Recently, our son shared a news report regarding the allied effort in Afghanistan, peace talks with the Taliban, and an eventual withdrawal from Afghanistan.  While no one in our family is an Afghan, fought in Afghanistan or has any remote connection to Afghanistan, our son followed the story very closely. Why was he so concerned with the news in Afghanistan? Our grade nine son participates in Model U.N. He is on the delegation representing, of all places, Afghanistan. In the course of his preparation, he has become the family expert on Afghanistan.  Trust me when I say that while I could find Afghanistan on a map, I never cared one wit for Afghanistan, nor did I ever give much thought to the human cost except in terms of soldiers who tried to offer safety and stability amid such turmoil and chaos.  My jaw dropped as I sat and listened to our son offer this assessment. He was not only speaking about Afghanistan, but he advocated for the innocent and was visibly concerned for those whose lives were at risk living under the Taliban, and the innocent lives at risk if allied forces leave. He spoke thoughtfully, passionately and logically. He was upset as he made his assessment and incredibly empathetic as he advocated for the people of Afghanistan.  Needless to say, I have no authority with the Model U.N. for the real U.N.  However, I saw our son in a whole new light, and I wasn’t sure how to respond.

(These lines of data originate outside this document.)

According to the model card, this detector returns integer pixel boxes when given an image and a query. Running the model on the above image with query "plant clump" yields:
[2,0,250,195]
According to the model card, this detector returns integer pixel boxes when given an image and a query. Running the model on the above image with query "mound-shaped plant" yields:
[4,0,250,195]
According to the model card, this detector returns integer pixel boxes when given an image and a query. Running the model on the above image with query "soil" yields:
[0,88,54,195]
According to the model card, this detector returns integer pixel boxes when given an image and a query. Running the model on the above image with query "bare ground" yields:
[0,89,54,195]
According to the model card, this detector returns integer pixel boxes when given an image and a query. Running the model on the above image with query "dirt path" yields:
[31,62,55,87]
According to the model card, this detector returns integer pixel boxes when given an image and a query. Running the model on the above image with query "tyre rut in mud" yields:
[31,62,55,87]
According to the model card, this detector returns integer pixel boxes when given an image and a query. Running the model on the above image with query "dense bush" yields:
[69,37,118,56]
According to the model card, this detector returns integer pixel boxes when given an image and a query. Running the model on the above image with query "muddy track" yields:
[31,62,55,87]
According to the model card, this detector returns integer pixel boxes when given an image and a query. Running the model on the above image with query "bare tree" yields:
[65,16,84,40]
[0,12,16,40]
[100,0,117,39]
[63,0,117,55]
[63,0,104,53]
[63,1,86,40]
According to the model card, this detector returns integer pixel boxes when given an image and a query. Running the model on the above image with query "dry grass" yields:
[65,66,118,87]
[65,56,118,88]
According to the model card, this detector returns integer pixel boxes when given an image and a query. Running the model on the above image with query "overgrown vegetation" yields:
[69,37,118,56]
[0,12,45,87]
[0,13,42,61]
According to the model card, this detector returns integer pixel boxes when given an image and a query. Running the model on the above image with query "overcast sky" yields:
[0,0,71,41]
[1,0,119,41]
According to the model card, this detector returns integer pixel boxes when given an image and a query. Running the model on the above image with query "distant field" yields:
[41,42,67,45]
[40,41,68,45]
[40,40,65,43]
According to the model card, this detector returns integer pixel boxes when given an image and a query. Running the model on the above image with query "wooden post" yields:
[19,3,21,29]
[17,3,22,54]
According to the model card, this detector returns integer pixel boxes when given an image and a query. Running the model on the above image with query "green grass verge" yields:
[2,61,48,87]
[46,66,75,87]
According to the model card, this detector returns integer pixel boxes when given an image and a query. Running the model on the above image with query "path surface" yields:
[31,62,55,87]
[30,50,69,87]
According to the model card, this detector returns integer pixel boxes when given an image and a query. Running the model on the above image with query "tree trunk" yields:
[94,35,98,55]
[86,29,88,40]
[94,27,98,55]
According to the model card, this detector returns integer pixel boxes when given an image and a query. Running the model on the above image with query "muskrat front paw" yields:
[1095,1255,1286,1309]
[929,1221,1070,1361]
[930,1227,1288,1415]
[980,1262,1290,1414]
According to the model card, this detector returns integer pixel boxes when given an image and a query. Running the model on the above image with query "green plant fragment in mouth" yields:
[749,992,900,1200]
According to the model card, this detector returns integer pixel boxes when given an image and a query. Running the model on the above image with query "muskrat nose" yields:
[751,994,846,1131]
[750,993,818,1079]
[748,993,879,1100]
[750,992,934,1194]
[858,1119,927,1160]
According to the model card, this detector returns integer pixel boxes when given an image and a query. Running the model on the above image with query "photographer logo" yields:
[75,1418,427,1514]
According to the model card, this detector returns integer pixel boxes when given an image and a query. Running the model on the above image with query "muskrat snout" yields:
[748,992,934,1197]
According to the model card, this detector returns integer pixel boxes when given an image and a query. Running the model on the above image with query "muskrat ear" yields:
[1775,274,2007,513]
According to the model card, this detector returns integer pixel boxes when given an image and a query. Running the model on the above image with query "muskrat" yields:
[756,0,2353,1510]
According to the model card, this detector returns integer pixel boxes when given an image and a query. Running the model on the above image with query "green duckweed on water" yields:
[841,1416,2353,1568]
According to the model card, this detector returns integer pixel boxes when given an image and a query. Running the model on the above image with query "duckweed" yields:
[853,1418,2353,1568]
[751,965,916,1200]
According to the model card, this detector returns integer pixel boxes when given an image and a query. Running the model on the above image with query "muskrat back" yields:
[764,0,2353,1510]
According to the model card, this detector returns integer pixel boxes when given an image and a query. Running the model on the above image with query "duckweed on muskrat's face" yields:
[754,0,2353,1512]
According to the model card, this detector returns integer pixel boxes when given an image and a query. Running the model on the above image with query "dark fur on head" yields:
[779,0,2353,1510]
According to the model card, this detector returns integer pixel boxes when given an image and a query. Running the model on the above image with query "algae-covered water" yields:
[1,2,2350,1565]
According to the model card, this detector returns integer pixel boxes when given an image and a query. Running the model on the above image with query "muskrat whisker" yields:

This week’s Parshah is Terumah. Terumah means “a portion”. In the context of this week’s Parsha, the portion in question is the portion of wealth that B’nai Yisroel would dedicate to the construction of the Aron, the ark that would hold the Luchot Habrit (the stone tablets upon which the Ten Commandments were written), the lamp, the table, and the material for the Ohel Moed (the tent of the meeting). All of which comprised the Mishkan or the Tabernacle. If you are in construction, interior design, or architecture, the details in Parsha Terumah are fascinating; and if you’re not then all those details might seem a bit dry. Whether a fan or not, whether an architect or not, there are certain objects, the construction of which is nothing less than miraculous and perhaps more allegorical than literal in meaning. However what is not allegorical but rather spiritually re-assuring given the myriad of laws that we have read from Yitro and Mishpatim is the goodness and kindness in the human soul.
There are two moments in the Parsha that stand in stark contrast to assumptions about human nature from Parsha Mishpatim. In the previous Parsha, when we read about the prohibition of accepting bribes, perverting justice, selling servants to third parties rather than returning to them to their original owner;  we understand that there is an assumption that human nature is not so wonderful. In fact, one could argue that we are supposed to rise above human nature, rise above our animal-like inclination, Yetzer HaRah (the evil inclination), and be better. So when we read that God wants to live among Bnai Yisroel: V’Asu Li Mikdash  V’Shachanti B’Tocham; a Godly aspect would only do so if the dwelling, if the people’s behavior merited God’s presence.  Certainly, the physical qualities of the structure would be impressive but more important is the fact that Shechinah would dwell among Bnai Yisroel as long as they did not succumb to human nature. Not succumbing to human nature became evident immediately. Before the construction, before the blueprints, Bnai Yisroel already operated above human nature. They contributed materials Kol Ish Asher Yidvenu Libo‘every man whose heart motivates him’ (Ex.25:1). Contributions were based upon the most divine aspect of their souls. Every aspect of the process focused upon that part of the human soul that was beyond human nature. That divine aspect merited God’s presence in the camp. That divine aspect galvanized a community and figured out how to serve God in a way that appealed to the best of humanity.
I finally figured out the words that might bring comfort to our son as he could only see darkness, evil, and awful way in which people in that part of the world have been treating each other for decades if not centuries. I tried to remind him that although that part of the world is pretty dim and risks becoming quite dark if allied forces leave; there is some light in the world. Just like the Aron is encased in gold both on the inside and outside and just like people contributed selflessly rather than selfishly; I was reminded that the world has a lot of beauty. I told our son that despite what he heard on the news and despite my agreeing with his thoughtful assessment as an Afghan U.N. delegate; he needed to be able to accomplish one very important task. He needs to be able to communicate some of the beauty of the country and/or the people he represents. Maybe he needs to look a bit closer in order to find the beauty rather than ugliness, but it is there. If he is able to communicate that; the other delegates in the Model U.N. will surely be supportive of anything he requests.  I reminded him that he should always work hard and search for the beauty in spite of the all the ugly he will encounter. Sharing that process can be incredibly inspiring and ultimately quite empowering.